For achieving a unique cultural renaissance, bringing the joys of music to countless disadvantaged children and communities.
José Antonio Abreu (1939-2018) was a Venezuelan musician, composer and teacher of several generations of Venezuelan musicians. With a background as a cultural manager, university professor and public servant, he founded the Symphony Orchestra Simon Bolivar and the National Symphony Youth Orchestra (NSYO) in 1975, explicitly oriented towards lower-income social strata. Studies have also shown that the young people involved in the orchestras also perform better in other academic and social life areas.
Inspired by the many tours of El Sistema’s orchestras worldwide, similar initiatives have been started in more than 70 countries in Latin America and Europe. Only in Venezuela, it has empowered more than one million children, many of them now teachers and recognized musicians.
José Antonio Abreu (1939-2018) was born in Venezuela in 1939. His education pursued two tracks: he obtained a PhD in petroleum economics in 1961, and in 1964 graduated as a composer and organist from Venezuela's national conservatory of music. By 1969, Abreu was a Professor of Economics and Professor of Planning at different universities and was also a Deputy in the Venezuelan Congress. In 1975, he began the work for which he was awarded, founding the Symphony Orchestra Simon Bolivar and the National Symphony Youth Orchestra (NSYO).
The success of the NSYO under Abreu's direction led to the establishment of youth orchestras in other Venezuelan States, which has grown into the National System of Children and Youth Orchestras of Venezuela under the auspices of a State Foundation, FESNOJIV. This now involves 110,000 Venezuelans, grouped in 120 youth orchestras, 60 children's orchestras and a network of choirs, with musical training starting from the age of two. The orchestras are based on 75 'orchestral cells' around the country, each with at least one orchestr. The System also includes workshops in which children learn to build and repair instruments, special programmes for children with disabilities or learning difficulties, and specialist centres or institutes for phonology, audiovisuals and higher musical education.

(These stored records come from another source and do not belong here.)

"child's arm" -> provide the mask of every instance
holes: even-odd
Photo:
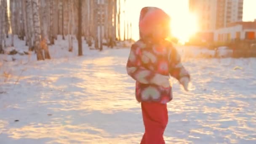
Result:
[[[140,51],[140,48],[138,45],[133,45],[126,65],[128,75],[141,83],[169,87],[169,76],[158,74],[141,66]]]
[[[190,76],[182,65],[180,56],[174,47],[172,47],[171,49],[169,59],[170,74],[178,80],[182,85],[185,90],[187,91],[188,83],[190,80]]]

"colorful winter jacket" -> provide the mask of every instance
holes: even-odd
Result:
[[[163,24],[166,21],[163,20],[168,19],[168,17],[160,18],[159,20],[159,19],[155,20],[157,18],[155,17],[155,22],[157,22],[153,27],[143,23],[145,21],[141,22],[144,20],[143,18],[147,16],[147,13],[150,12],[150,14],[154,14],[154,11],[157,11],[156,13],[158,17],[168,16],[158,8],[146,7],[142,9],[139,25],[141,38],[131,48],[126,68],[128,75],[136,80],[136,96],[139,102],[153,101],[165,104],[171,101],[173,97],[171,86],[168,81],[169,75],[179,81],[182,77],[189,78],[190,76],[181,64],[176,50],[171,42],[163,39],[167,36],[167,33],[163,29],[168,29],[169,25]],[[150,16],[150,19],[154,17],[150,14],[147,16]],[[149,22],[148,24],[155,24],[154,23]],[[142,28],[142,26],[148,27]],[[163,26],[168,28],[165,28]],[[155,30],[158,31],[156,32]],[[159,31],[162,32],[162,35],[160,35]],[[163,33],[165,34],[163,34]],[[168,84],[162,84],[166,80]]]

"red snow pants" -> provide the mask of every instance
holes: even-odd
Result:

Perhaps the most remarkable element about this orchestral System is that it is explicitly oriented towards lower-income social strata. It has been described as "a social movement of massive dimensions, that works using music as the instrument that makes the social integration of different Venezuelan population groups possible and supports the strata with low income." The orchestras have had a substantial social impact in the communities where they are active, legitimising and promoting music throughout the community and leading to a musical and cultural renaissance. Studies have also shown that the young people involved in the orchestras also perform better in other academic and social life areas.
This unique programme of musical education and awakening has attracted much international notice and acclaim. UNESCO awarded FESNOJIV its International Music Award in 1993-94. In 1998, UNDP commended it as an outstanding example of poverty reduction. Inspired by the many tours of El Sistema's orchestras worldwide, similar initiatives have been started in many countries, for example, several Latin American countries, all over the USA, in Germany and Sweden. It is probably the first worldwide movement for social change through art.
FESNOJIV is a substantial organisation with nearly 1,000 staff spread through the 75 'orchestral cells'. Abreu was the Director of the Foundation from its establishment in 1994, before which he was for five years Venezuela's Minister for Culture and President of its National Council for Culture. In 1998 he received UNESCO's title 'Ambassador for Peace'. He was also a recipient of several awards: the 2008 Prince of Asturias Arts Award, the 2009 Polar Music Prize, the Légion d'honneur of France and the Peace Prize of Seoul, Korea, in 2010. He received honorary degrees from the Metropolitana University, Caracas, in 2010, and from Carleton University, Canada, in 2012.